Die Wakker-Stadt putzt sich heraus – Preisverleihung wird in den Herbst verschoben

Mit etwas Verspätung feiert die Stadt Baden ihre Auszeichnung. Nun hat die Stadt eine Onlinekampagne für die schönsten Orte und Plätze in Baden gestartet.

Baden wurde Anfang Jahr vom Schweizer Heimatschutz mit dem renommierten Wakker-Preis für einen beispielhaften Ortsbildschutz ausgezeichnet. Nach der ersten grossen Freude und einigen kritischen Zwischentönen aus der lebensfrohen Stadt, verlor sich das Thema im Coronanebel. Nun, da sich der Nebel lichtet, soll der Wakker-Preis der Bevölkerung in Baden und weit darüber hinaus ans Herz gelegt werden. Letzte Woche wurde dem Stadtturm schon eine übergrosse Schärpe umgelegt, jetzt lanciert der Stadtrat unter dem Motto «Baden ist dein Platz» eine Onlinekampagne.
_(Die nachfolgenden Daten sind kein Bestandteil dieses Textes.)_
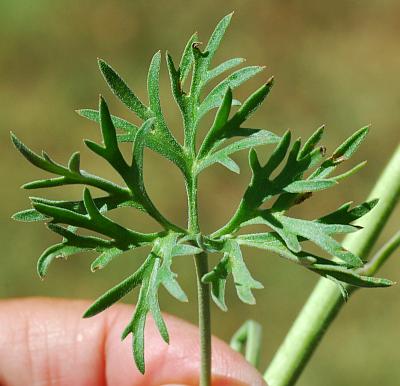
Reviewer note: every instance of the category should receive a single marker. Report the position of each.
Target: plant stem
(203, 294)
(326, 300)
(203, 290)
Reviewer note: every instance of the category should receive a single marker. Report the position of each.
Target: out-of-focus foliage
(335, 63)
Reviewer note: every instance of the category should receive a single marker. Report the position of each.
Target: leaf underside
(291, 175)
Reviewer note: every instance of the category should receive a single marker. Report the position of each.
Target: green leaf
(29, 215)
(116, 293)
(74, 163)
(167, 249)
(106, 257)
(119, 123)
(225, 66)
(230, 164)
(122, 91)
(244, 282)
(43, 163)
(252, 103)
(348, 147)
(304, 186)
(314, 232)
(187, 59)
(184, 249)
(55, 251)
(345, 215)
(217, 35)
(263, 137)
(312, 142)
(214, 98)
(349, 276)
(221, 118)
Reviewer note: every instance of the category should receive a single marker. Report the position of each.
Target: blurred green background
(335, 63)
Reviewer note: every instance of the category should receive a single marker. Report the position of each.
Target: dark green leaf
(187, 59)
(214, 98)
(122, 91)
(106, 257)
(29, 215)
(57, 250)
(225, 66)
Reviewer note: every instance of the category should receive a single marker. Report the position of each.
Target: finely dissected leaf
(232, 262)
(244, 283)
(290, 175)
(225, 66)
(342, 153)
(305, 186)
(57, 250)
(187, 59)
(29, 215)
(119, 123)
(116, 293)
(214, 98)
(159, 142)
(157, 272)
(349, 276)
(262, 137)
(217, 35)
(106, 257)
(122, 91)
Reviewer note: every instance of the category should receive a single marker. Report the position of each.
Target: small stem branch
(381, 256)
(326, 300)
(203, 290)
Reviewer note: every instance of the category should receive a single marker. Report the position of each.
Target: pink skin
(46, 342)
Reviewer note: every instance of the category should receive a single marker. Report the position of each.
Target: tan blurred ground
(334, 62)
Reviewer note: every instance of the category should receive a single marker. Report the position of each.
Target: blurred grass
(334, 62)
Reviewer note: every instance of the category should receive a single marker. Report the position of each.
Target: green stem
(326, 300)
(203, 290)
(203, 293)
Die Bevölkerung, aber auch Gäste aus nah und fern, sind dazu aufgerufen, über ihre liebsten Plätze und Orte in Baden zu berichten. Der Schweizer Heimatschutz ehrt die Stadt explizit «für ihre Investitionen, hochwertige öffentliche Freiräume zu erhalten oder neu zu schaffen und so der Bevölkerung und den Gästen mehr Lebensqualität zurückzugeben». Über mehrere Jahrzehnte habe Baden konsequent die Altstadt vom motorisierten Verkehr befreit und Plätze und Strassenräume wieder zu Orten der Begegnung und des Flanierens gemacht, so der Heimatschutz.
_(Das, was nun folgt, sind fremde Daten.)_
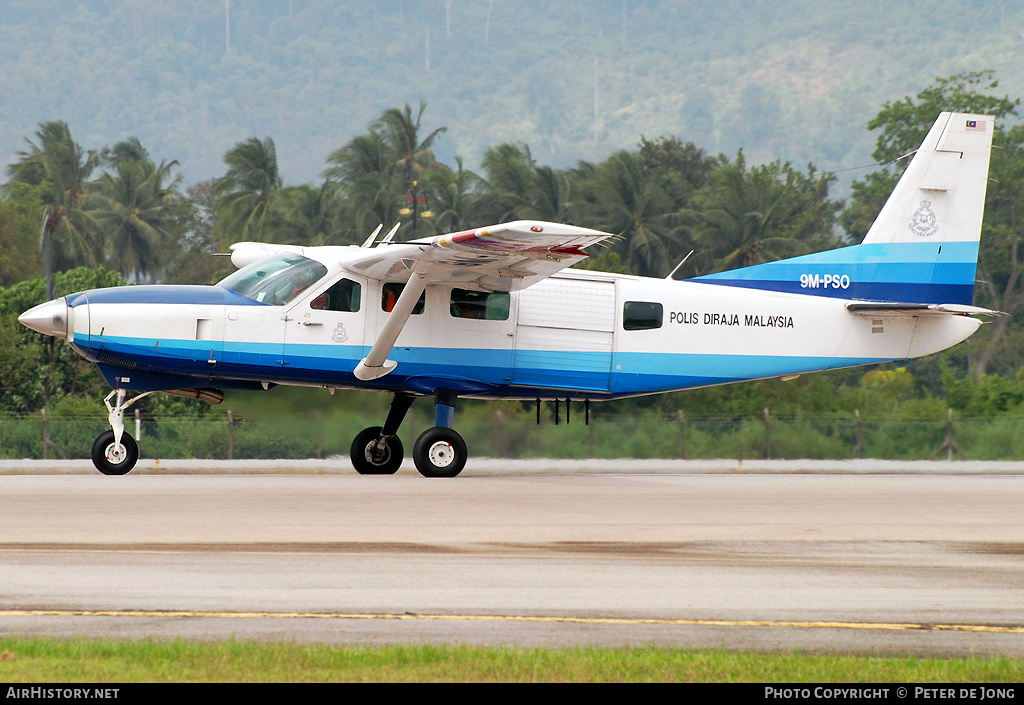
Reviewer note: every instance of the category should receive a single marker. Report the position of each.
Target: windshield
(276, 280)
Zudem setze die Stadt gezielt auf den Erhalt der historischen Parkanlagen und die Schaffung von hochwertigen Freiräumen in den «industriellen Transformationsgebieten», sprich vor allem in Baden Nord, dem früheren BBC-Areal. In den kommenden Monaten soll es neben der Kampagne zudem Veranstaltungen wie Werkstattgespräche, Themen- und Fachführungen zum Wakker-Preis geben. Dabei sollen insbesondere die öffentlichen Räume und ihre Entwicklung unter die Lupe genommen werden. Seit dieser Woche ist auch eine neue Publikation des Schweizer Heimatschutzes mit dem Titel «Wakker-Preis 2020: Baden» erhältlich, zu beziehen unter anderem bei Baden Info oder in den Badener Buchhandlungen.
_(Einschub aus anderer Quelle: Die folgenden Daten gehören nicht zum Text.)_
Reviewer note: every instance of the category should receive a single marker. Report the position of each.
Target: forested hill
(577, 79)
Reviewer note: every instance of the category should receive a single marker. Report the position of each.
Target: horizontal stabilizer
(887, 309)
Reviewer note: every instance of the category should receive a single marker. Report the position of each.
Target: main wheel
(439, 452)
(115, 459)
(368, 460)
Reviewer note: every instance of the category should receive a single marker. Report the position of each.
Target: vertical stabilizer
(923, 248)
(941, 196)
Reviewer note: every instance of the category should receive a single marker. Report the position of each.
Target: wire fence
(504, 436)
Höhepunkt des leicht verkürzten Badener Wakker-Jahres wird die öffentliche Preisverleihung im Herbst sein. Sie war ursprünglich für den 27. Juni vorgesehen, aber wurde nun coronabedingt auf den 19. September verschoben. Wie Stadtammann Markus Schneider (CVP) sagt, wird das Programm in diesen besonderen Zeiten weiterhin entsprechend zurückhaltend geplant: «Wir zeigen die Vorzüge unserer Stadt sehr gerne und freuen uns auf Besucherinnen und Besucher. Gleichzeitig passen wir die Aktivitäten an die aktuelle Situation an und planen diese möglichst umsichtig.»